Meld je hier aan voor de 15 euro lessen. 

 Lesagenda

Robert Hage van de NGF legt uit...

Het begrip ‘stroke index’ (SI) is het beste samen te vatten als de waarde die wordt toegekend aan elke hole op een golfbaan om te bepalen waar handicapslagen gekregen of gegeven worden.

De stroke index is een indicatie van de moeilijkheid van een bepaalde hole, waarbij ideaal gesproken de moeilijkste hole stroke index 1 krijgt en de makkelijkste hole stroke index 18. Verderop, onder de kop ‘Richtlijnen voor het bepalen van de stroke indices’, lees je hier meer over.

Waarom een stroke index?

  1. Het toekennen van een stroke index gerelateerd aan de moeilijkheid van de holes heeft als belangrijkste doel om in matchplay met handicapberekening te bepalen op welke holes een speler slagen krijgt als hij/zij een wedstrijd speelt tegen een tegenstander met een lagere handicap, zodat de speler een kans heeft om die holes gelijk te spelen.
    De handicapslagen worden per hole verrekend. De speler met de laagste netto score wint de hole.
     
  2. De stroke index wordt ook gebruikt bij de berekening van een netto (wedstrijd)resultaat van een speler in spelvormen zoals strokeplay, Stableford, Four-ball, Tegen Par/Bogey en Maximum score (als de maximum score gekoppeld wordt aan de netto score van de speler). Het netto resultaat van een golfer, bijvoorbeeld het aantal punten in een Stableford-ronde, wordt berekend aan de hand van de handicap van de speler en de stroke index van de gespeelde baan.
    In een individuele ronde (voor handicapdoeleinden) ‘krijgen’ de meeste spelers slagen maar topamateurs moeten slagen ‘geven’.
    De speler vindt in de handicapslagentabel van een baan per teekleur wat zijn/haar baanhandicap (course handicap) is.

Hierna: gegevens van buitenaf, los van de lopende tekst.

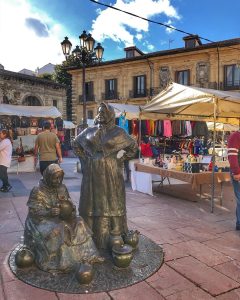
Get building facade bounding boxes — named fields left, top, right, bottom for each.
left=69, top=35, right=240, bottom=124
left=0, top=68, right=66, bottom=119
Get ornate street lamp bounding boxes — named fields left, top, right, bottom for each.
left=61, top=30, right=104, bottom=128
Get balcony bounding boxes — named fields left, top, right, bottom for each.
left=79, top=95, right=95, bottom=104
left=102, top=91, right=119, bottom=101
left=129, top=89, right=148, bottom=98
left=223, top=80, right=240, bottom=91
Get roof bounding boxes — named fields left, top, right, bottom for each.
left=0, top=104, right=62, bottom=119
left=0, top=69, right=66, bottom=88
left=66, top=38, right=240, bottom=70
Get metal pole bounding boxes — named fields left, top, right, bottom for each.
left=138, top=112, right=142, bottom=160
left=211, top=97, right=217, bottom=213
left=82, top=63, right=87, bottom=128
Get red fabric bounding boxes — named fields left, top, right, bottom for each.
left=140, top=143, right=153, bottom=157
left=228, top=131, right=240, bottom=175
left=146, top=120, right=151, bottom=135
left=132, top=120, right=139, bottom=136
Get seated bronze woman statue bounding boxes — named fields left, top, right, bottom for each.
left=24, top=164, right=103, bottom=272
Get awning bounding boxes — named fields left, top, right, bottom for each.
left=142, top=82, right=240, bottom=125
left=108, top=103, right=140, bottom=120
left=63, top=120, right=77, bottom=129
left=0, top=104, right=62, bottom=119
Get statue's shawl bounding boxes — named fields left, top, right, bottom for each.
left=75, top=125, right=135, bottom=156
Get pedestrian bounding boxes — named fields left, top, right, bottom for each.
left=73, top=103, right=137, bottom=249
left=0, top=129, right=12, bottom=193
left=34, top=121, right=62, bottom=175
left=228, top=131, right=240, bottom=230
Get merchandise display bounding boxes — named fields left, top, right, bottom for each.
left=0, top=115, right=66, bottom=173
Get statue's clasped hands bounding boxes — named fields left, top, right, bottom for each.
left=51, top=207, right=60, bottom=216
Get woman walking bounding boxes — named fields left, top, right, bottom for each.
left=0, top=129, right=12, bottom=193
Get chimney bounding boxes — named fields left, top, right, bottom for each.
left=183, top=34, right=202, bottom=49
left=124, top=46, right=144, bottom=58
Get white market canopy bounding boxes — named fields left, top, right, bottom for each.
left=142, top=82, right=240, bottom=125
left=0, top=104, right=62, bottom=119
left=63, top=120, right=77, bottom=129
left=207, top=122, right=239, bottom=131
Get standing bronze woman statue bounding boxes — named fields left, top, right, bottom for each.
left=24, top=164, right=103, bottom=272
left=74, top=103, right=137, bottom=248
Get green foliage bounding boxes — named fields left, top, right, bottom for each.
left=38, top=73, right=53, bottom=80
left=53, top=62, right=72, bottom=87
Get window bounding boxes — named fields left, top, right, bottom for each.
left=23, top=96, right=41, bottom=106
left=134, top=75, right=146, bottom=98
left=53, top=100, right=57, bottom=107
left=224, top=65, right=240, bottom=89
left=85, top=81, right=94, bottom=101
left=176, top=70, right=190, bottom=85
left=105, top=79, right=118, bottom=100
left=126, top=50, right=134, bottom=58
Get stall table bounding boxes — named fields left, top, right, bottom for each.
left=134, top=162, right=231, bottom=204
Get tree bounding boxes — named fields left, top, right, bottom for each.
left=53, top=62, right=72, bottom=121
left=38, top=73, right=53, bottom=80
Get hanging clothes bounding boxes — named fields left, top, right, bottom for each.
left=163, top=120, right=172, bottom=137
left=118, top=115, right=129, bottom=133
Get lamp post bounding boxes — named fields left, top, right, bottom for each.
left=61, top=30, right=104, bottom=128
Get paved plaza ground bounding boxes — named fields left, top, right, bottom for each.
left=0, top=158, right=240, bottom=300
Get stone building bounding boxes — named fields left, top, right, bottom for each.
left=69, top=35, right=240, bottom=124
left=0, top=66, right=66, bottom=119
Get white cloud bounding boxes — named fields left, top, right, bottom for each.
left=135, top=33, right=143, bottom=41
left=165, top=20, right=175, bottom=33
left=92, top=0, right=180, bottom=46
left=147, top=44, right=155, bottom=51
left=0, top=0, right=72, bottom=72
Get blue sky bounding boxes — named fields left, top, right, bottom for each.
left=0, top=0, right=240, bottom=72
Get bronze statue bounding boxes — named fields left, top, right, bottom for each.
left=24, top=164, right=103, bottom=272
left=74, top=103, right=137, bottom=249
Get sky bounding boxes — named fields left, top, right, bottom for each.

De handicapslagentabel toont dus hoeveel slagen de speler van een bepaalde kleur tee krijgt. De stroke index is te vinden op de (digitale) scorekaart. Als een speler in de spelvorm Stableford 4 slagen krijgt, dan krijgt de golfer deze slagen op de holes met de laagste stroke indices. In de app GOLF.NL en in clubsoftware wordt automatisch getoond hoeveel slagen een speler krijgt en op welke holes hij/zij de slagen ontvangt.
     
  3. Omdat de stroke index gebruikt wordt voor de berekening van netto resultaten, speelt de stroke index ook een rol in de handicapberekening zodra een golfer een nieuwe qualifying score inlevert.
    De qualifying spelvormen in Nederland zijn strokeplay, Stableford, Maximum score en Tegen par/bogey. In het handicapsysteem wordt het dagresultaat van een speler bepaald op basis van zijn/haar aangepaste bruto score. De speler wordt dus geacht om per hole zijn/haar bruto score te noteren. De aangepaste bruto score is de optelsom van alle holescores, waarbij enkele holescores soms zijn gereduceerd tot een netto double bogey. Op elke hole wordt de persoonlijke netto double bogey-score van een speler bepaald door zijn/haar baanhandicap en de stroke index van de hole.
    In spelvormen die gebruikt worden voor handicapdoeleinden (strokeplay, Stableford, Maximum score en Tegen par/bogey) wordt het belang van de stroke index sterk overschat. De verdeling van de stroke indices heeft feitelijk een praktisch te verwaarlozen invloed op de bepaling van het dagresultaat dat gebruikt wordt voor handicapdoeleinden. In andere woorden: de verdeling van de stroke indices heeft geen invloed op de uiteindelijke handicap van een speler.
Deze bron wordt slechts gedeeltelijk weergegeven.